We can use this function to plot how the much weight the games in the past is given for different values of \(\xi\). Here we see that \(\xi = 0\) gives the same weight to all the matches. I have also set the currentDate as a day in April 2013 to illustrate how future dates are weighted 0.

WeightXi

To figure out the optimal value for \(\xi\) Dixon and Coles emulated a situation where they predicted the match results using only the match data prior to the match in question, and then optimizing for prediction ability. They don’t explain how exactly they did the optimizing, but I am not going to use the optim function to do this. Instead I am going to just try a lot of different values of \(\xi\), and go for the one that is best. The reason for this is that doing the prediction emulation takes some time, and using an optimizing algorithm will take an unpredictable amount of time.

I am not going to use the Dixon-Coles model here. Instead I am going for the independent Poisson model. Again, the reason is that I don’t want to use too much time on this.

To measure prediction ability, Dixon & Coles used the predictive log-likelihood (PLL). This is just the logarithm of the probabilities calculated by the model for the outcome that actually occurred, added together for all matches. This means that a greater PLL indicates that the actual outcomes was more probable according to the model, which is what we want.

I want to use an additional measure of prediction ability to complement the PLL: The ranked probability score (RPS). This is a measure of prediction error, and takes on values between 0 and 1, with 0 meaning perfect prediction. RPS measure takes into account the entire probability distribution for the three outcomes, not just the probability of the observed outcome. That means a high probability of a draw is considered less of an error that a high probability of away win, if the actual outcome was home win. This measure was popularized in football analytics by Anthony Constantinou in his paper Solving the Problem of Inadequate Scoring Rules for Assessing Probabilistic Football Forecast Models. You can find a link to a draft version of that paper on Constantinou’s website.

I used data from the 2005-06 season and onwards, and did predictions from January 2007 and up until the end of 2014. I also skipped the ten first match days at the beginning of each season to avoid problems with lack of data for the promoted teams. I did this for the top leagues in England, Germany, Netherlands and France. Here are optimal values of \(\xi\) according to the two prediction measurements:

PLL RPS
England 0.0018 0.0018
Germany 0.0023 0.0023
Netherlands 0.0019 0.0020
France 0.0019 0.0020

The RPS and PLL mostly agree, and where they disagree, it is only by one in the last decimal place.

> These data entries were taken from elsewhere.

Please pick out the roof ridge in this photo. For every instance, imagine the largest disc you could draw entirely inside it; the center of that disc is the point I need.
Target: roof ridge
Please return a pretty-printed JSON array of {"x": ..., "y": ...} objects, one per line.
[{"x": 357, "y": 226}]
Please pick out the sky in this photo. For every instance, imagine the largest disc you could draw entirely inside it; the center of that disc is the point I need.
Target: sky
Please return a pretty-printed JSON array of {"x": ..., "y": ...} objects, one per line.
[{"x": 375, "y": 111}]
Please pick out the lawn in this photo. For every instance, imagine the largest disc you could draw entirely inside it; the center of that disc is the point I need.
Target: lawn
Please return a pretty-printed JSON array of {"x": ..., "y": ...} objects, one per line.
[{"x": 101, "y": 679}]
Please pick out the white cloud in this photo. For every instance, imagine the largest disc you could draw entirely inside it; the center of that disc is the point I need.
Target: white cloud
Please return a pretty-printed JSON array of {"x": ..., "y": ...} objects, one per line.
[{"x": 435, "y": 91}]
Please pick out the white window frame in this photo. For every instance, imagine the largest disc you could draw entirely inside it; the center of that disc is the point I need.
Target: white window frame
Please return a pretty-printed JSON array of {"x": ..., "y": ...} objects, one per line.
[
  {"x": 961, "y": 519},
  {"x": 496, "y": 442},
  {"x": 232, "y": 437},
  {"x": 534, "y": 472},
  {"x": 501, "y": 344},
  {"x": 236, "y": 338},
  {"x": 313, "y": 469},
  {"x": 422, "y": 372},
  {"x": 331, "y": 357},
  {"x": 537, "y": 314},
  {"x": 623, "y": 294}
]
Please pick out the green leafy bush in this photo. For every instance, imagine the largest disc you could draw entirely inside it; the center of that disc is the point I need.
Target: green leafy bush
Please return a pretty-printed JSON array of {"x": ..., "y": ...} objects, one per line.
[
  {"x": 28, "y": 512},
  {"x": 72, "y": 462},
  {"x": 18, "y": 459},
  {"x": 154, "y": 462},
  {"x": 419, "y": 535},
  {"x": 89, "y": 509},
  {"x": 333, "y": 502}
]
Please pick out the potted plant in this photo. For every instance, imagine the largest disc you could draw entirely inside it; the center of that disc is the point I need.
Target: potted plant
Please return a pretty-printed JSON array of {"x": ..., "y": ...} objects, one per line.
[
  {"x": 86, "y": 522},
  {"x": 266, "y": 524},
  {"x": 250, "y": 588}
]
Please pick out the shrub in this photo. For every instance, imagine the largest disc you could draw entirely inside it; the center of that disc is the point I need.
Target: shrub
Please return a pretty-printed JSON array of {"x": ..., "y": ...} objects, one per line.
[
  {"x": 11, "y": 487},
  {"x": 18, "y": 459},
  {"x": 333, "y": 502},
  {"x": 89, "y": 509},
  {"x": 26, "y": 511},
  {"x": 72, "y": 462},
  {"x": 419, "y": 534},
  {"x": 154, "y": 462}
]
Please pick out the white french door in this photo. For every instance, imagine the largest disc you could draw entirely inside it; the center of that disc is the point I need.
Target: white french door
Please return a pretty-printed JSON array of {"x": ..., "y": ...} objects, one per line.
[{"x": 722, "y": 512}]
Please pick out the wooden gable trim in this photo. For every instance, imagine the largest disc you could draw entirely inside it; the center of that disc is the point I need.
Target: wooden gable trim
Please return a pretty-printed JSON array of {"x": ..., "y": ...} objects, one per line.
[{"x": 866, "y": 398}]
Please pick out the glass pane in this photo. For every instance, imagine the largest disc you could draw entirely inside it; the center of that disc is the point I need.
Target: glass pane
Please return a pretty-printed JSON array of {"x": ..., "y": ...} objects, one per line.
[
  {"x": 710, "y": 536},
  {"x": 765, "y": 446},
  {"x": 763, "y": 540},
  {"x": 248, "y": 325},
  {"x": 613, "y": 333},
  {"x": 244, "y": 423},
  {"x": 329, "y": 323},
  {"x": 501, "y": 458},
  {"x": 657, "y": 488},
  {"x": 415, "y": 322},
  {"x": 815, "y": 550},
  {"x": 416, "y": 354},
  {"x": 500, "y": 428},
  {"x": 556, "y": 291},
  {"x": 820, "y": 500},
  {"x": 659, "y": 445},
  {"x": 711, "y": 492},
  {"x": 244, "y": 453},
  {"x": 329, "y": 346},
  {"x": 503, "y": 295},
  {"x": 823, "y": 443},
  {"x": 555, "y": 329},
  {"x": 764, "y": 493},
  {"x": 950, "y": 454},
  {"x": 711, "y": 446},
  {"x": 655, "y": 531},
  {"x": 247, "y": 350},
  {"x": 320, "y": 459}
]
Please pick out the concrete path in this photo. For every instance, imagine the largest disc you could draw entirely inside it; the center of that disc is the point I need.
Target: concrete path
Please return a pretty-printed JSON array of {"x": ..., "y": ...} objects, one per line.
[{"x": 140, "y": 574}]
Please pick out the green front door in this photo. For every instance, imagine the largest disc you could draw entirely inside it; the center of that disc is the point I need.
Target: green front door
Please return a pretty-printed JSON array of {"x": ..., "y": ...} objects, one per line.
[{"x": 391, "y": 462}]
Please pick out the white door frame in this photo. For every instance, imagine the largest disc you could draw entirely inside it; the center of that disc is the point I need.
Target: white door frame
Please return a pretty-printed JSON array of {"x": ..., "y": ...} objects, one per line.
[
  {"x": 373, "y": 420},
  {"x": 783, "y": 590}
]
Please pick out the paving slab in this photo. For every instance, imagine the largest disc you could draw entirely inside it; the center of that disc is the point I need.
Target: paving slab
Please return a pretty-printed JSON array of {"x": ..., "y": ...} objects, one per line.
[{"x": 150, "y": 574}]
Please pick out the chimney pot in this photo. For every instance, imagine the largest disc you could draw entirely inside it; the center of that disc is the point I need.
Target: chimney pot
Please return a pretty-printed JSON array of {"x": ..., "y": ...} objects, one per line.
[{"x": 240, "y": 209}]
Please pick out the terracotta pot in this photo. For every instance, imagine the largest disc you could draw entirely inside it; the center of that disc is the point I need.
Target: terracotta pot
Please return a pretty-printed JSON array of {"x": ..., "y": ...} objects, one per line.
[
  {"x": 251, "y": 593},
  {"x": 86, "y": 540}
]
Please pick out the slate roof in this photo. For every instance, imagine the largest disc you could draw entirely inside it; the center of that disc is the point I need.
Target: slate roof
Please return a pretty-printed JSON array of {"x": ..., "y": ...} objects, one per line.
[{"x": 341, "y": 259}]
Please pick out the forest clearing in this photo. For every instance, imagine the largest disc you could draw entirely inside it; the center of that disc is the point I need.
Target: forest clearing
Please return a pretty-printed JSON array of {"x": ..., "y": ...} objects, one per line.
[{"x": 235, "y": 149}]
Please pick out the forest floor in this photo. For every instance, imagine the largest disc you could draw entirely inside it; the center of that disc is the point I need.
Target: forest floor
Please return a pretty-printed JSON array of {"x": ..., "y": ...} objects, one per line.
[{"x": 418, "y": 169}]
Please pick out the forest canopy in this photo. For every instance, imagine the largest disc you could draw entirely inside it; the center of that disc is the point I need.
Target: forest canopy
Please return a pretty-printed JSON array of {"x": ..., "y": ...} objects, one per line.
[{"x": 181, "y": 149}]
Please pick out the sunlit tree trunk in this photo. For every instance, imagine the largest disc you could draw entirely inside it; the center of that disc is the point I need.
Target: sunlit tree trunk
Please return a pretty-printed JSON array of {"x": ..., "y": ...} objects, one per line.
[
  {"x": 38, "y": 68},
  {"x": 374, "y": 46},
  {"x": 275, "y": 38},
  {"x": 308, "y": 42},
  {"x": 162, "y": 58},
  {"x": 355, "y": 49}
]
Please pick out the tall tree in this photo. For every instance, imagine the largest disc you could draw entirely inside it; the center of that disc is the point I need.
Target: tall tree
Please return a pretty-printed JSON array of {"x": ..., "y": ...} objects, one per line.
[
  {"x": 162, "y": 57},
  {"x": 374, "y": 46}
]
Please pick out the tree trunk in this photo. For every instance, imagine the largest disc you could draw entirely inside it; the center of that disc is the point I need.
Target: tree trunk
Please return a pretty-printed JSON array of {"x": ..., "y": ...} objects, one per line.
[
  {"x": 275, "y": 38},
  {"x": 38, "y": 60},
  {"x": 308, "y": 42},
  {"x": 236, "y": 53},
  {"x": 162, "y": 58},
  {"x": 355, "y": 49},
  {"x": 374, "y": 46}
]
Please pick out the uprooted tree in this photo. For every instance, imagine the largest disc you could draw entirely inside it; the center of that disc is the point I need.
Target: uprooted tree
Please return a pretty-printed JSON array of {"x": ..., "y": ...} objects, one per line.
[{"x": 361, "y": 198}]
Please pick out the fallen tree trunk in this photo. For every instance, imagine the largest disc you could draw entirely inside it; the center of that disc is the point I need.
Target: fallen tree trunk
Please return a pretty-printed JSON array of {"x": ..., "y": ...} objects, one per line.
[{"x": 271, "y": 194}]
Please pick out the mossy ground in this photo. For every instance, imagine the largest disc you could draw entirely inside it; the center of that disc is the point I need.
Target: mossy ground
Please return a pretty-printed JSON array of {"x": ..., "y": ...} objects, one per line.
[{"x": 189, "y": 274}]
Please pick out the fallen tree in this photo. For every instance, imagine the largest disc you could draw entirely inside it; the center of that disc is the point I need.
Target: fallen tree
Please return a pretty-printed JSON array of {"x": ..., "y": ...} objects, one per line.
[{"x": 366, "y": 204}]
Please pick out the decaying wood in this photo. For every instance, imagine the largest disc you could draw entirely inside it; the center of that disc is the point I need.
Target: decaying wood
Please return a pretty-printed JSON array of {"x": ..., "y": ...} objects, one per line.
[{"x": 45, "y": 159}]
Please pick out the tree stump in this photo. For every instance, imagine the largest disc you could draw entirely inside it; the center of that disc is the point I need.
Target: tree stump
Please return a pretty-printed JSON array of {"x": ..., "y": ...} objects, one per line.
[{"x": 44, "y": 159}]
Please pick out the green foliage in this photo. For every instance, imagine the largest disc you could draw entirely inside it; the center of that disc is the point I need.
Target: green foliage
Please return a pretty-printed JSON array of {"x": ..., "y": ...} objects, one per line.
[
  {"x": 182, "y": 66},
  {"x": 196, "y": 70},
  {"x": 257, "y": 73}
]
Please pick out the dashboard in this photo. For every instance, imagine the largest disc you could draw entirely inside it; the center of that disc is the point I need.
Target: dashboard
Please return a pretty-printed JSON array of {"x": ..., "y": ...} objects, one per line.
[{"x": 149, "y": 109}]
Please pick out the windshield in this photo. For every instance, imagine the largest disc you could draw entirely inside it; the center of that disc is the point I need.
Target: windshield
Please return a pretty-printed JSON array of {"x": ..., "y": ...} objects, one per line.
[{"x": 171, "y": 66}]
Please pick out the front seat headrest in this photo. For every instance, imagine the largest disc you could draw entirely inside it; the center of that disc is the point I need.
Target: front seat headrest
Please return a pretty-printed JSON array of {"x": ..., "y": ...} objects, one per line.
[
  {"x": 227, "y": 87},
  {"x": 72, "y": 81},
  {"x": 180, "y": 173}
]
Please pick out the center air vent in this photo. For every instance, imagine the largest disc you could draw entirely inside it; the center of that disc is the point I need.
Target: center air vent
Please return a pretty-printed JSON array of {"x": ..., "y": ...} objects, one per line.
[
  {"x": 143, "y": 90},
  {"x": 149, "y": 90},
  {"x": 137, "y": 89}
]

Dixon & Coles found an optimal value of 0.0065 in their data (which were from the 1990s and included data from the top four English leagues and the FA cup), but they used half weeks instead of days as their time unit. Incidentally, if we divide their value by the number of days in a half week (3.5 days) we get 0.00186, about the same I got. The German league has the greatest optimum value, meaning historical data is of less importance when making predictions.

An interesting thing to do is to plot the predictive ability against different values of \(\xi\). Here are the PLL (adjusted to be between 0 and 1, with the optimum at 1) for England and Germany compared, with their optima indicated by the dashed vertical lines:

Prediction ability for values of Xi Engand Germany

I am not sure I want to interpret this plot too much, but it does seems like predictions for the German league are more robust to values of \(\xi\) greater than the optimum, as indicated by the slower decline in the graph, than the English league.

So here I have presented the values of \(\xi\) for the independent Poisson regression model, but will these values be the optimal for the Dixon & Coles model? Probably not, but I suspect there will be less variability between the two models than between the same model fitted for different leagues.

The Dixon-Coles model, part 4: A trick to speed up estimation

In the previous installments in this series on implementing the Dixon-Coles model I complained a bit about the time it took to estimate the parameters. In the original implementation in part 1 it took about 40 seconds. Now 40 seconds is not much to complain about, there are a whole lot of other models and algorithms that takes much much longer time to fit (for my master’s I had some computations that took several months). Still, I wanted to make a few improvements.

The approach I described in part 3 is quite acceptable, I think, especially since it takes less than a second to fit the model. But still, I wanted to make some improvements to my original implementation.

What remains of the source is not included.